The following article by Linn and Ari Armstrong originally was published February 17 by Grand Junction Free Press.
The Widegren family, with nine children and eight grandchildren ranging in age from a few months to over 40 years, has long been a pillar of the Palisade community, with connections spanning much of the west and beyond. That’s one reason why, when Mark Widegren and his friend and coworker Brian Axe went missing near Price, Utah, dozens of people responded to the emergency, driving and flying in from around the country to meet in Price to help with the search. Family and friends of both men played key roles in the search.
When the young men’s vehicle finally was found on February 5, the news was tragic: their vehicle had crashed down a steep cliff a week previously on Saturday night, and the sheriff’s department deemed the crash “unsurvivable.” Mark and Brian were driving through the treacherous Cottonwood Canyon, off of Nine Mile Canyon, northeast of Price on their way to their base camp. They worked for an energy company there.
The one silver lining to the horrible tragedy was seeing dozens of the men’s family, friends, and coworkers heroically join the search. Todd Widegren, Mark’s oldest brother, told reporters, “These guys were friends and family of a huge, huge number of people. And everybody that is here is here for the love of those guys.”
Because Ari went to school with several of the Widegrens and has long known the family, he too traveled to Price to witness the search (and perhaps in some small way to help with it). In retrospect, the efforts of the searchers pay tribute to the memory of the lost friends.

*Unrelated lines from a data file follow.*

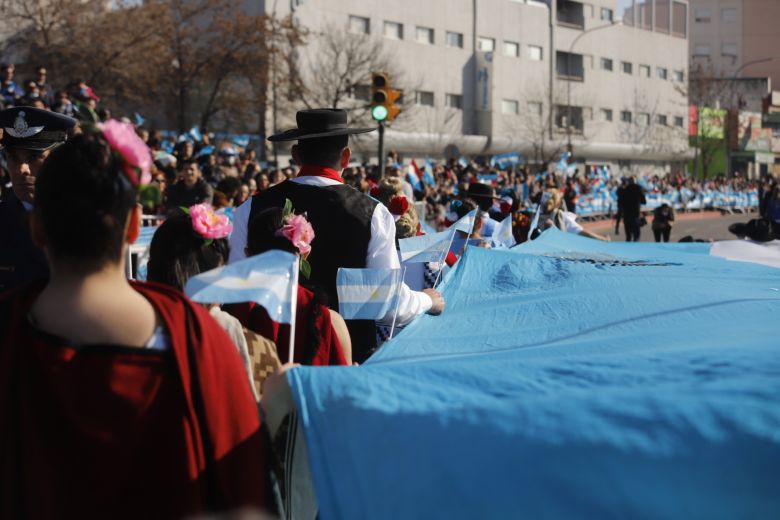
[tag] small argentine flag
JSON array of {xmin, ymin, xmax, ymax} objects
[
  {"xmin": 399, "ymin": 228, "xmax": 456, "ymax": 263},
  {"xmin": 185, "ymin": 250, "xmax": 298, "ymax": 324},
  {"xmin": 491, "ymin": 215, "xmax": 516, "ymax": 249},
  {"xmin": 337, "ymin": 268, "xmax": 403, "ymax": 320},
  {"xmin": 452, "ymin": 208, "xmax": 478, "ymax": 234}
]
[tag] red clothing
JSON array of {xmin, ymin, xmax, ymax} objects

We won’t mention their names here because we don’t want to make anybody feel uncomfortable, but we wanted to describe their valiant efforts to the broader community.
Volunteer ground searchers first discovered the secluded vehicle and hiked to it, giving the family and friends at least the comfort of learning what happened. Obviously the hope had been to find the men alive and assist them. Finally we learned that had been impossible, but the fact that, at the time, we thought they might still be alive made it crucially important to find them as quickly as possible. As terrible as the news turned out to be, at least the news allowed the recovery effort to proceed, and it gave the family and searchers a bit of peace from the constant anxiety and stress of not knowing.
Two young men from Grand Junction first spotted the vehicle by scrambling down a steep, snowy decline and then peering down the face of the cliff. The vehicle had been difficult to see from the air because it was crumpled and it blended into the surrounding rocks. After those men called in the news, another group, consisting of two family friends from Denver and two family members, drove and hiked to the vehicle, again through heavy snow, to check for survivors and help guide the recovery effort.
For several days, other search teams had covered the area extensively by ground and by air. One group of friends and family searched throughout the night with spotlights.
At the Holiday Inn hotel in Price, which was very accommodating to the search parties, others organized the search, verified that everyone returned safely from searching, organized written reports from the searchers, reported to friends elsewhere and to the media, and worked with the local authorities.
Local law enforcement agents helped track down credit card receipts, cell phone data, and security camera footage that helped narrow down the search area. Carbon County Deputy Sheriff Wally Hendricks helped organize the search and bring updates to the family.
Of course the search took money and resources, and many people responded with donations of food or money. One local “cage” fighter even donated his fight purse to the recovery effort and raised additional funds from sponsors.
Plenty of others also helped out. The Abby and Jennifer Recovery Foundation sent representatives from Grand Junction to Price to help. Several Price locals also joined the search with their ATVs and other vehicles. The owner of a small air company paid for the hotel rooms of the searchers. Pizza Hut delivered an order of free pizzas to those involved. (No doubt we’ve inadvertently left some people out.)
When the emergency hit, many people from the Western Slope, Utah, and beyond answered the call. Their efforts are an inspiration and a credit to our communities.
We only wish the final outcome had been the one we had hoped for. Mark and Brian will be deeply missed.